The ciders start with the “sweating” of select varieties. A portion of the fruit’s water content is allowed to evaporate at cool cellar temperature over a period of several weeks, concentrating sugars, phenolics, and acids, and also allowing the fruit to develop more complex flavors. The same varieties that are selected for sweating are then ground and macerated for up to 48 hours, depending on variety and vintage. Maceration draws more phenolics, aromatics, and flavors into the juice, and helps to stabilize it with the natural antioxidants found in the apple pomace. This also allows for positive oxidation to contribute to fixing phenolics and tannin.
Post-maceration, the must is pressed direct to tank for fermentation. All inoculations are from native yeast cultured in a pied du cuvée. (Leif’s began with a spontaneous fermentation of wild crabapples, and has been “cycled from vintage to vintage to maintain an ever-growing and evolving native yeast for three years now,” he says.) Fermentations occur without temperature control, primarily in the cool months of November and December. Ciders destined for oak aging are racked to barrel just before sugars reach zero, to allow the final phases of fermentation to occur in oak and to carry more suspended lees into the aging process. All tank-aged ciders remain on their gross lees until bottling. Aging of the ciders occurs for an average of six months before bottling.

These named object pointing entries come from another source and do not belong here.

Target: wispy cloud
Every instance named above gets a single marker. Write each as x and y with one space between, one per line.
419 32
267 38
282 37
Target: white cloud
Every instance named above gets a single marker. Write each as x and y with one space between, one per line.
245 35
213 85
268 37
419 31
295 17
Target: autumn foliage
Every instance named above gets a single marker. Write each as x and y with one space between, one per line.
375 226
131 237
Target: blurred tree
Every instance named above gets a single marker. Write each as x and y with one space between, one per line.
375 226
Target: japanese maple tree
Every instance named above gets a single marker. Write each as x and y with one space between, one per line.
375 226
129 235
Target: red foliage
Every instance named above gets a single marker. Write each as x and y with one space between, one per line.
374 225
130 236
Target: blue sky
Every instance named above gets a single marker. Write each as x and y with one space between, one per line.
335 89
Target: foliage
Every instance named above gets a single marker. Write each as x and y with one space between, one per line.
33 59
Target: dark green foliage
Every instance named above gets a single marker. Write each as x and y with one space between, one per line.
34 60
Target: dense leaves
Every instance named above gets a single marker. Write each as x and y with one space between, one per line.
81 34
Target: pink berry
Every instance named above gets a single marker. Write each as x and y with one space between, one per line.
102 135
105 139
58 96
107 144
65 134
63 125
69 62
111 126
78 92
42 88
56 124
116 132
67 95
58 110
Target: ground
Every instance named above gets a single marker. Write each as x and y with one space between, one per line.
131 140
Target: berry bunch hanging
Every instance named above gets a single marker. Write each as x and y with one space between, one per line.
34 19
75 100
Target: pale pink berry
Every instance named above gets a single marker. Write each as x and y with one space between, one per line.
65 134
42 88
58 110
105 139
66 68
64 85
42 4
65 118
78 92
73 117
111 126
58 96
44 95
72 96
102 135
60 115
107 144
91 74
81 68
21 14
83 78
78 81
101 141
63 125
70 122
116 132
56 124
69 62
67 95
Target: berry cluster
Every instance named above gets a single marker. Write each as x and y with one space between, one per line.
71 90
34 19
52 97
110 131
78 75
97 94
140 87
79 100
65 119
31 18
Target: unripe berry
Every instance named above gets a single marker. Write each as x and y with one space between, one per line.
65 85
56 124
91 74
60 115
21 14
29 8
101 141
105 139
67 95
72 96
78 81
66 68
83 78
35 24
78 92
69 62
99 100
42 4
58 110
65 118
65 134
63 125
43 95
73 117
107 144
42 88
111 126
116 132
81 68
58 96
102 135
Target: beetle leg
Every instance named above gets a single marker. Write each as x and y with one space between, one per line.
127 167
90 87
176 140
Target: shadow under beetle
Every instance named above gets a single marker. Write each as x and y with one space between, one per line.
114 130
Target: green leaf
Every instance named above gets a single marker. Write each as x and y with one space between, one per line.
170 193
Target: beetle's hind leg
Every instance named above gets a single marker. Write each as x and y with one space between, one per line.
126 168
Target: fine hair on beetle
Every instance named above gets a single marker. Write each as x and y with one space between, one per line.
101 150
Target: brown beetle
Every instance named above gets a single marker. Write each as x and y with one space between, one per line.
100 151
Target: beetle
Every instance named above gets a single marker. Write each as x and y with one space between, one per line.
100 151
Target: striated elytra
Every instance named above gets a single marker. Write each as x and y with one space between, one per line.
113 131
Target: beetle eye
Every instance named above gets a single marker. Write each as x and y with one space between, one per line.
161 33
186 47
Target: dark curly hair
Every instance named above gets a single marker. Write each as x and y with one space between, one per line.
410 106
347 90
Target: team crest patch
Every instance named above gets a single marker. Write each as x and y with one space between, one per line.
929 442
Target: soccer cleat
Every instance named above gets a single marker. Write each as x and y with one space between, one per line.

The barrel-aged ciders are raised in neutral wine barrique. Battonage is practiced, with varying degrees of frequency, dependent on each vintage’s specific ripeness and phenolic concentration. Sulfur is used sparingly and judiciously. Depending on a cider’s pH, it may be sulfured once after alcoholic fermentation, but generally this does not occur until the ciders are racked to bottling tank and then at a minimal rate in accordance with their specific pHs.
All sparkling ciders are refermented in bottle without disgorgement. Fine lees are left in the bottle to allow the ciders to continue their evolution. “I am not as interested in clarity of the cider or a controlled consistency of the cider from bottle to bottle as much as I am interested in these ciders being the best they can be each time a bottle is opened,” explains Leif. “I do, however, recommend that consumers allow bottles to settle upright and to pour carefully to avoid as much sediment as possible.” That said, “the lees are always very fine and even when they make it into the glass, they are themselves quite pleasurable.” Cider/Cider may even be better when cloudier. Leif recommends it as “a cider to be drunk more casually and younger — so be free with it.”